Outro grande desafio nas instalações elétricas residenciais e comerciais é representado pelo uso disseminado de adaptadores T (benjamins) e extensões. A figura 6 apresenta os dados coletados pelo “Raio X” das instalações residenciais, com os quais é possível correlacionar o número de incêndios por sobrecarga e curto-circuito em ambientes residenciais (figura 4) e o uso dos adaptadores e benjamins,
dispositivos que podem ser motivo de perdas patrimoniais e de vidas. De acordo com a figura 6, 46% das residências brasileiras nunca reformaram a instalação elétrica.
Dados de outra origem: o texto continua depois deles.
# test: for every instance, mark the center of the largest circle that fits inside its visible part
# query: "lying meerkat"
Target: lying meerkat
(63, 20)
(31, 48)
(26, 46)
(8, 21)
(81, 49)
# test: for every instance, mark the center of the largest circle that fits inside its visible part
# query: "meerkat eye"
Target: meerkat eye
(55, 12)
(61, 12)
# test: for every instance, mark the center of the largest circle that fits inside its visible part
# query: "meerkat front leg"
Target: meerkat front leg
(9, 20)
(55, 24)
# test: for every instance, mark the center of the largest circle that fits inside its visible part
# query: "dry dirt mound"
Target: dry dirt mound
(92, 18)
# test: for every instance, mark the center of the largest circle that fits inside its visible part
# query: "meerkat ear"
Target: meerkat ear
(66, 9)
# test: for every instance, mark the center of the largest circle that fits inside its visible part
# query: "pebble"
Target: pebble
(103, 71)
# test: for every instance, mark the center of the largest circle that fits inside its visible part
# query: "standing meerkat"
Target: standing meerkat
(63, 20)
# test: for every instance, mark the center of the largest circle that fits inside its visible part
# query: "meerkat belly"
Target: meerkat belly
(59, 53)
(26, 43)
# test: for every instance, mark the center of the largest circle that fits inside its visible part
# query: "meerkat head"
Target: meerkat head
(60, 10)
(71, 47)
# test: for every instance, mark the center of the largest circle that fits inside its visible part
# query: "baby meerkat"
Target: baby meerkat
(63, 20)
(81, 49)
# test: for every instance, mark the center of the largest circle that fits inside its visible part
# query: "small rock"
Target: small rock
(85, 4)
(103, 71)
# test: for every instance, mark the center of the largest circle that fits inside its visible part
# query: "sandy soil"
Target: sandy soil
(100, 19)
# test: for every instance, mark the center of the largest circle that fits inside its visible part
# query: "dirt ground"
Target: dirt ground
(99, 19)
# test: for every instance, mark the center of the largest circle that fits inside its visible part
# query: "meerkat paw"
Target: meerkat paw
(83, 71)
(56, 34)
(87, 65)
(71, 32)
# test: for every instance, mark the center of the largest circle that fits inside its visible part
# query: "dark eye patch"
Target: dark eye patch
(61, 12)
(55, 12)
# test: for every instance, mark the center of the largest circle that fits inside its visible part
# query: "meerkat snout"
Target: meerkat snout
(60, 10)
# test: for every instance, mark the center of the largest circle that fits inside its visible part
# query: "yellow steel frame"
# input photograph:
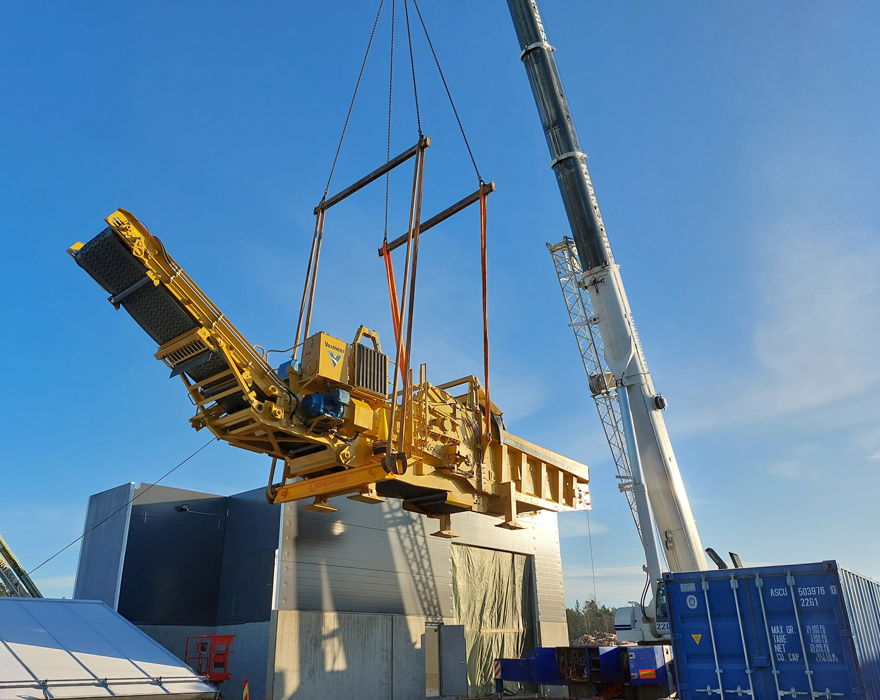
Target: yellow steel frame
(509, 476)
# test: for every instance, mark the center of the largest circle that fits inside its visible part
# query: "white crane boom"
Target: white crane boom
(625, 394)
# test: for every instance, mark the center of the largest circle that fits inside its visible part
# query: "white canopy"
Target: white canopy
(82, 649)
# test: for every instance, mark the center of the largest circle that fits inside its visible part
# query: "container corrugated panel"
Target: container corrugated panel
(771, 633)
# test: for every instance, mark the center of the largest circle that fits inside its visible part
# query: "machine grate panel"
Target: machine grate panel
(371, 370)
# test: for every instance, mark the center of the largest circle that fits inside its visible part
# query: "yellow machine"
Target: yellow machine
(325, 419)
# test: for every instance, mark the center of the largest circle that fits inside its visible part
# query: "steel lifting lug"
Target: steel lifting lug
(394, 464)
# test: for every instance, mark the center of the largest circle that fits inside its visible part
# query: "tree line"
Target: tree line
(591, 619)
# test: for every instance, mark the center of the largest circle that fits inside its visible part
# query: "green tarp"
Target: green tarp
(494, 600)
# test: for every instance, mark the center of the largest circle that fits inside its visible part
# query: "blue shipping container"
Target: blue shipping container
(774, 632)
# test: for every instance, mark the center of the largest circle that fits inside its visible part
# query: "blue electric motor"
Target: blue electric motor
(331, 405)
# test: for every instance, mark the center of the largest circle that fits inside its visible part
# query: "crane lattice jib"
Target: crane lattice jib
(586, 333)
(14, 580)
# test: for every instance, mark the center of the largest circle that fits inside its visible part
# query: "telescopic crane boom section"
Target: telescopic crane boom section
(611, 321)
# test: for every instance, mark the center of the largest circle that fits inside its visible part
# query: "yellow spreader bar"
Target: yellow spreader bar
(338, 483)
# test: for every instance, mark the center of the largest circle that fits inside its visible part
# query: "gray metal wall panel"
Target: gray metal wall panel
(382, 559)
(173, 559)
(248, 573)
(101, 554)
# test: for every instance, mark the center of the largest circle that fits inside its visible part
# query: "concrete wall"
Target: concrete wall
(381, 559)
(346, 655)
(322, 605)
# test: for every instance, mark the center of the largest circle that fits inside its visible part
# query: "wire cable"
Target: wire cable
(592, 563)
(413, 64)
(448, 94)
(390, 94)
(128, 503)
(354, 97)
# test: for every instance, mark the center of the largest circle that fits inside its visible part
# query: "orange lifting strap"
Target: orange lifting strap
(392, 289)
(483, 265)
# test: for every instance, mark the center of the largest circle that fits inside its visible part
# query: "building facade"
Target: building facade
(331, 604)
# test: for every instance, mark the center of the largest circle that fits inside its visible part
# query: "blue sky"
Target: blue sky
(734, 149)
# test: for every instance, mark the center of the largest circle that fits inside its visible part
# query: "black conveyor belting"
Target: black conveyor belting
(112, 265)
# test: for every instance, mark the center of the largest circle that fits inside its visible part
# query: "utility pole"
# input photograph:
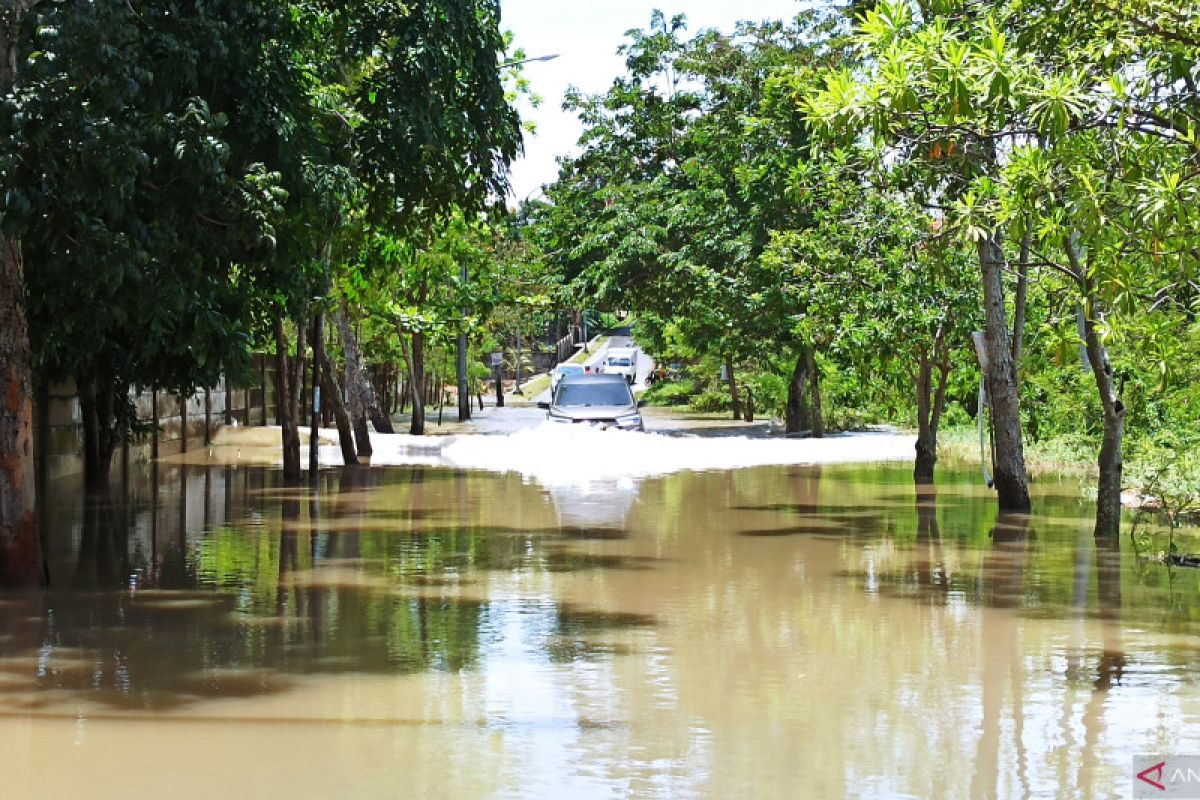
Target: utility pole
(516, 389)
(318, 354)
(461, 365)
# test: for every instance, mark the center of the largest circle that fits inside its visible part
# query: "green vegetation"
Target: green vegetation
(822, 209)
(827, 206)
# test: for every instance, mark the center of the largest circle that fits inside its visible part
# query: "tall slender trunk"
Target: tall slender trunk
(1108, 497)
(797, 415)
(930, 404)
(927, 440)
(318, 355)
(1019, 301)
(415, 358)
(1012, 485)
(361, 395)
(102, 425)
(21, 552)
(288, 392)
(815, 389)
(333, 394)
(735, 398)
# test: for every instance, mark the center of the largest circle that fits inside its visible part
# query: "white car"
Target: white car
(563, 370)
(621, 361)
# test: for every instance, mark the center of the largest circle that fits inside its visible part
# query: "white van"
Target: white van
(621, 361)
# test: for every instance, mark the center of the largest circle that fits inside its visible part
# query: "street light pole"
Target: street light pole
(461, 366)
(537, 58)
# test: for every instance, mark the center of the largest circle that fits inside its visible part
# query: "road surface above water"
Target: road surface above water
(588, 614)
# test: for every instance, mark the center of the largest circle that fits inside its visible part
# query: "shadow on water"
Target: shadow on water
(209, 584)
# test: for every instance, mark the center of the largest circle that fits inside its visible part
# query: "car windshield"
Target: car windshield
(586, 394)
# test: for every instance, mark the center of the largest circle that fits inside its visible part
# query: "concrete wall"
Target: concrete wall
(173, 423)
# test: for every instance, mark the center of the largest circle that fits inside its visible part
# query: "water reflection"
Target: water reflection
(763, 632)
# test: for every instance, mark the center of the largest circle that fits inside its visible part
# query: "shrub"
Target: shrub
(712, 400)
(670, 392)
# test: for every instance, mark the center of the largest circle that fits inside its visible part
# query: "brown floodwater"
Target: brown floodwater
(762, 632)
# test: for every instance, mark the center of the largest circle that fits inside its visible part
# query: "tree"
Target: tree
(881, 287)
(948, 94)
(21, 559)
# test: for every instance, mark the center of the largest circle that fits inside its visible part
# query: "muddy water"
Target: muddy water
(774, 631)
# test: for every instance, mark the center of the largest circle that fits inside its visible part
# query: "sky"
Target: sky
(586, 35)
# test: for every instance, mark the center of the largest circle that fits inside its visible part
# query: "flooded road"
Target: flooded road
(772, 631)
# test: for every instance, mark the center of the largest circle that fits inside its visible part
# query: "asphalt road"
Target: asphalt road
(619, 338)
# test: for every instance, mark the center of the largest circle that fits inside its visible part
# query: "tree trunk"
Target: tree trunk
(318, 355)
(927, 440)
(417, 384)
(334, 397)
(797, 415)
(359, 390)
(1012, 486)
(815, 388)
(21, 552)
(930, 404)
(102, 428)
(1019, 301)
(735, 398)
(1108, 497)
(287, 383)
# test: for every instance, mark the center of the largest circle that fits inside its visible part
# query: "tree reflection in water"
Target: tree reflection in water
(153, 611)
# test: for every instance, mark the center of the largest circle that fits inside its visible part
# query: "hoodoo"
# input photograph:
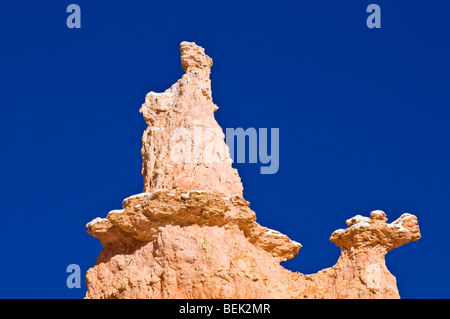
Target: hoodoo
(191, 234)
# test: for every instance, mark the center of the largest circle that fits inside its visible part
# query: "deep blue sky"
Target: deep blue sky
(363, 115)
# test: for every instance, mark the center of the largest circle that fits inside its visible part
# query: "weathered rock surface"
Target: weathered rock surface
(191, 234)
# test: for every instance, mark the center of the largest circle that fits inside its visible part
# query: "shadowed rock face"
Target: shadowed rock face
(191, 234)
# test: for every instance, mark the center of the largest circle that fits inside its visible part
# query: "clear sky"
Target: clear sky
(363, 116)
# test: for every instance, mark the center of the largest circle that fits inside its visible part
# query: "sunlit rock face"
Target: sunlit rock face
(191, 234)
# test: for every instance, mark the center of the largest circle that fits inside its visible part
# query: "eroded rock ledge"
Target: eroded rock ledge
(191, 234)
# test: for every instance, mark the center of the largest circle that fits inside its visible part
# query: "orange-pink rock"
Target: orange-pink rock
(191, 234)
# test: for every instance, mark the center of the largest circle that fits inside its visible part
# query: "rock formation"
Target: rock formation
(191, 234)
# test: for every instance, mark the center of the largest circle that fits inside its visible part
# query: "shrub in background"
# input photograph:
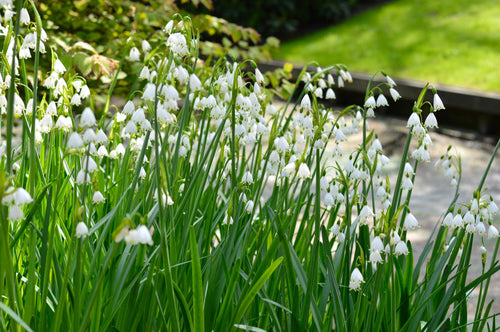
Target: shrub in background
(93, 36)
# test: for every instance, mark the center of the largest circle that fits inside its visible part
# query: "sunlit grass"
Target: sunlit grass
(453, 42)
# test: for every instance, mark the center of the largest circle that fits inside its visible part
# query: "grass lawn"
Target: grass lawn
(453, 42)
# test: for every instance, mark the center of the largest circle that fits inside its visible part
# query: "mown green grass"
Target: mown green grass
(453, 42)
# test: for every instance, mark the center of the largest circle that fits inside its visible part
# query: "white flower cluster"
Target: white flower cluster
(474, 217)
(16, 199)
A esse respeito, resalta-se que já existe consenso formado entre os profissionais do setor de instalações de que a instalação deve ser passar por inspeção periódica.

Fig. 6 – Uso de benjamins e extensões em residências

No “Raio X das Instalações Elétricas Comerciais Brasileiras” [4], publicado em agosto de 2022, consta que a ausência de DR e DPS chega a quase 60% (figuras 8 e 9, pág. 38). Já o uso de benjamins acontece em quase 40% dessas instalações, e a presença de extensões é verificada em 30% de forma permanente e em 26% de forma temporária, conforme mostram as figuras 10 e 11 (pág. 38).

Atuação da Abracopel

Avaliando os dados aqui apresentados, observa-se que há uma carência muito grande quando o assunto é instalações elétricas residenciais e comerciais, com relação à qualidade da instalação e qualidade dos profissionais. A Abracopel tem realizado uma série de atividades, alinhadas aos Objetivos do Desenvolvimento Sustentável da ONU, buscando capacitar os profissionais ligados à eletricidade. As ações abrangem o projeto “Eletricista Consciente e Seguro”, com seminários técnicos presenciais e virtuais, além da criação de conteúdos como e-books, vídeos e minicursos EaD, e o projeto “Universidade Abracopel”, que oferece acesso a vários conteúdos a todos os profissionais. Há ainda o projeto “Abracopel no Lar”, que visa a comunicação objetiva e com linguagem acessível com toda a população brasileira, com vistas à conscientização, e o “Concurso Nacional Abracopel de Redação, Desenho e Vídeo”, que incentiva crianças e adolescentes entre 6 e 18 anos a desenvolverem o tema “Segurança com Eletricidade” na sala de aula. Dessa forma, não só o estudante mas também a comunidade no seu entorno multiplicará o que foi aprendido ― estima- se que cada aluno conscientizado atinja, no mínimo, seis pessoas no seu entorno, que são sensibilizadas pelas informações a respeito da segurança com eletricidade. Outro projeto é o “Prêmio Abracopel Nacional de Jornalismo”, que há mais de 16 anos premia profissionais de mídia que multiplicam as boas práticas da segurança com eletricidade.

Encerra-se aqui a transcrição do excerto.